The net result is a clearer, simpler, more generic encoding scheme that
applies uniformly to all levels. Additionally we free up a PTE SW bit
and a swap pte bit (bit 58 in both cases).
Reviewed-by: Catalin Marinas <catalin.marinas@arm.com>
Signed-off-by: Ryan Roberts <ryan.roberts@arm.com>
---
arch/arm64/include/asm/pgtable-prot.h | 3 +--
arch/arm64/include/asm/pgtable.h | 31 +++++++++++++++------------
2 files changed, 18 insertions(+), 16 deletions(-)
diff --git a/arch/arm64/include/asm/pgtable-prot.h b/arch/arm64/include/asm/pgtable-prot.h
index cdbf51eef7a6..81f07b44f7b8 100644
--- a/arch/arm64/include/asm/pgtable-prot.h
+++ b/arch/arm64/include/asm/pgtable-prot.h
@@ -18,7 +18,6 @@
#define PTE_DIRTY (_AT(pteval_t, 1) << 55)
#define PTE_SPECIAL (_AT(pteval_t, 1) << 56)
#define PTE_DEVMAP (_AT(pteval_t, 1) << 57)
-#define PTE_PROT_NONE (_AT(pteval_t, 1) << 58) /* only when !PTE_VALID */
/*
* PTE_PRESENT_INVALID=1 & PTE_VALID=0 indicates that the pte's fields should be
@@ -103,7 +102,7 @@ static inline bool __pure lpa2_is_enabled(void)
__val; \
})
-#define PAGE_NONE __pgprot(((_PAGE_DEFAULT) & ~PTE_VALID) | PTE_PROT_NONE | PTE_RDONLY | PTE_NG | PTE_PXN | PTE_UXN)
+#define PAGE_NONE __pgprot(((_PAGE_DEFAULT) & ~PTE_VALID) | PTE_PRESENT_INVALID | PTE_RDONLY | PTE_NG | PTE_PXN | PTE_UXN)
/* shared+writable pages are clean by default, hence PTE_RDONLY|PTE_WRITE */
#define PAGE_SHARED __pgprot(_PAGE_SHARED)
#define PAGE_SHARED_EXEC __pgprot(_PAGE_SHARED_EXEC)
diff --git a/arch/arm64/include/asm/pgtable.h b/arch/arm64/include/asm/pgtable.h
index 7156c940ac4f..c0f4471423db 100644
--- a/arch/arm64/include/asm/pgtable.h
+++ b/arch/arm64/include/asm/pgtable.h
@@ -105,7 +105,7 @@ static inline pteval_t __phys_to_pte_val(phys_addr_t phys)
/*
* The following only work if pte_present().

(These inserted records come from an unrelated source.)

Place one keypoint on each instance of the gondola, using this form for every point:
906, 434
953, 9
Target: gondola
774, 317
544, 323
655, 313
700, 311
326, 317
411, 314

Undefined behaviour otherwise.
*/
-#define pte_present(pte) (!!(pte_val(pte) & (PTE_VALID | PTE_PROT_NONE)))
+#define pte_present(pte) (pte_valid(pte) || pte_present_invalid(pte))
#define pte_young(pte) (!!(pte_val(pte) & PTE_AF))
#define pte_special(pte) (!!(pte_val(pte) & PTE_SPECIAL))
#define pte_write(pte) (!!(pte_val(pte) & PTE_WRITE))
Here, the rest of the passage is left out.